Und damit sind wir beim Hauptaugenmerk angekommen: sollte man sich mit den opulentesten Bühnenshows Deutschlands vergleichen und ernsthaft probieren, das nachzumachen? Das Fazit lautet: Ja, aber wenn, dann so wie Völkerball es tun. Wer Rammstein mal live sehen durfte oder zumindest einen Mitschnitt aus der Glotze kennt, findet sich schnell zurecht und genau so soll es ja auch sein. Da gibt es den Kochtopf bei „Mein Teil“, die Armbrust bei „Du hast“, ein brennendes Herz bei „Mein Herz brennt“, erschreckende und unerwartete Explosionen, einen auf einem Laufband walkenden Keyboarder und und und.

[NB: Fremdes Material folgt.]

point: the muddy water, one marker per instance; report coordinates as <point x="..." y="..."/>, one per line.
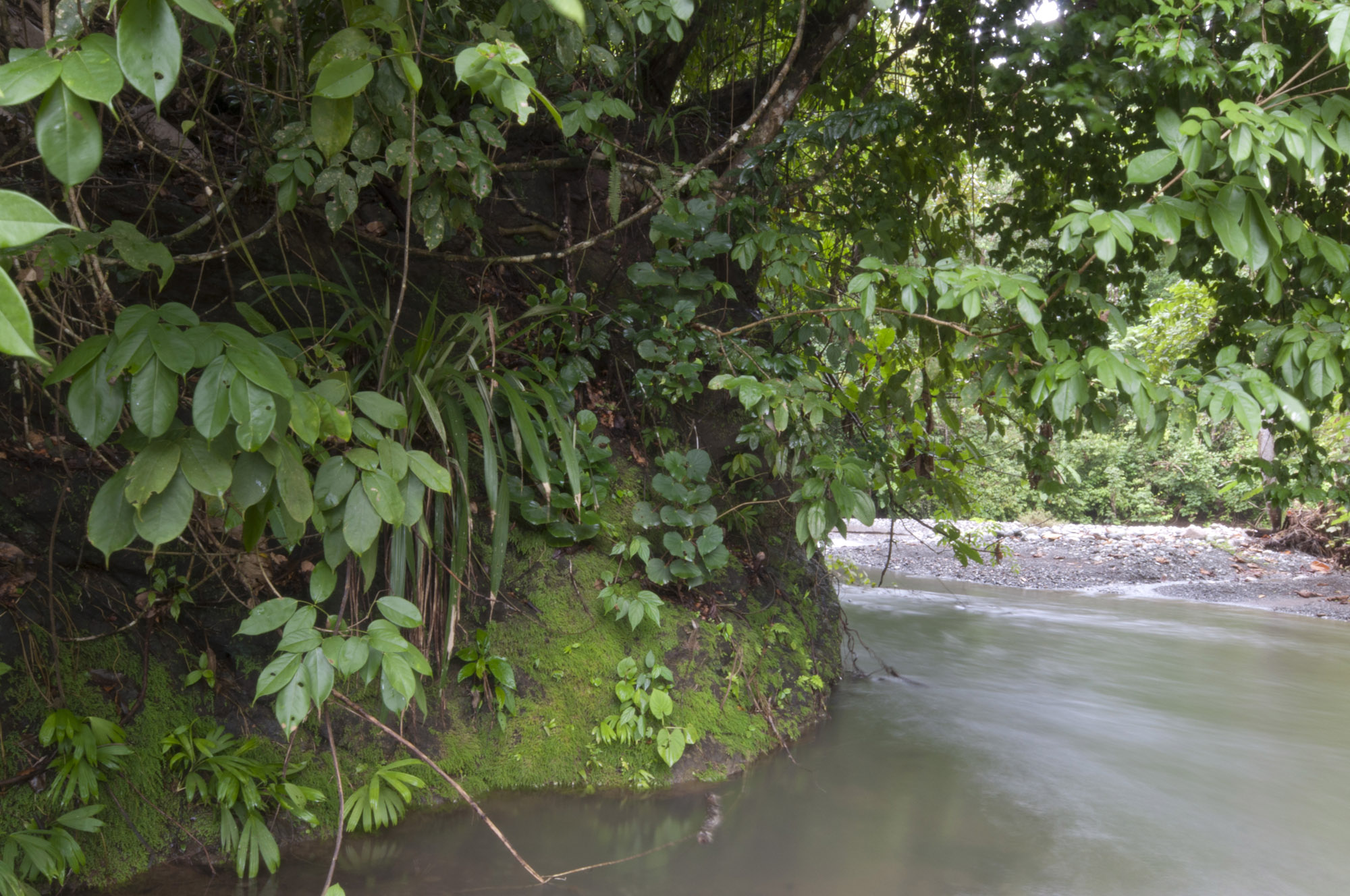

Dennoch hat die schwerste Aufgabe wohl Frontmann René, der nicht nur das charakteristische, rollende R gut drauf hat, sondern auch gesanglich die kompletten 115 Minuten voll durchkommt. In den Tiefen könnten zumindest Gelegenheitshörer*innen die Augen schließen und würden wohl kaum einen Unterschied bemerken, in den Höhen klingt er zwar schon etwas heller als Till, aber trotzdem nicht schlechter. Tonal patzt er selten und zeigt sogar zum Finale hin, wie viel Luft in ihm steckt, sodass er einen Ton locker 20 Sekunden hält. Nicht schlecht. Gestik und Mimik sind übrigens fast schon gruselig ähnlich zu dem anderen Frontsänger, den er hier adaptiert. Respekt.

Frei nach dem Motto „Besser gut gezockt als schlecht selbstgemacht“ müssen sich Völkerball damit dann auch nicht verstecken. Wäre es nämlich schlecht oder gar peinlich, hätten mit Sicherheit Till und seine Jungs den Fanboys schon längst den Stecker gezogen. So ist es aber einfach eine würdige Tribute-Show, die zwar nicht die Durchschlagskraft des Originals besitzt und der es folglich auch an Kreativität fehlt, die aber dafür das ist, was sie auch sein soll: eine Verneigung. Und die ist tief und würdevoll. Sowieso scheinen Völkerball den Begriff „Respekt“ verinnerlicht zu haben, stellen sie nämlich nach den letzten Tönen vom Rauswerfer „Engel“ nicht nur ihre eigenen Mitglieder vor, sondern bedanken sich auch bei allen Menschen hinter der Bühne, holen einige davon nach vorne und haben sehr sympathische Worte für die Crowd übrig, der sie nun auch lachend entgegenblicken.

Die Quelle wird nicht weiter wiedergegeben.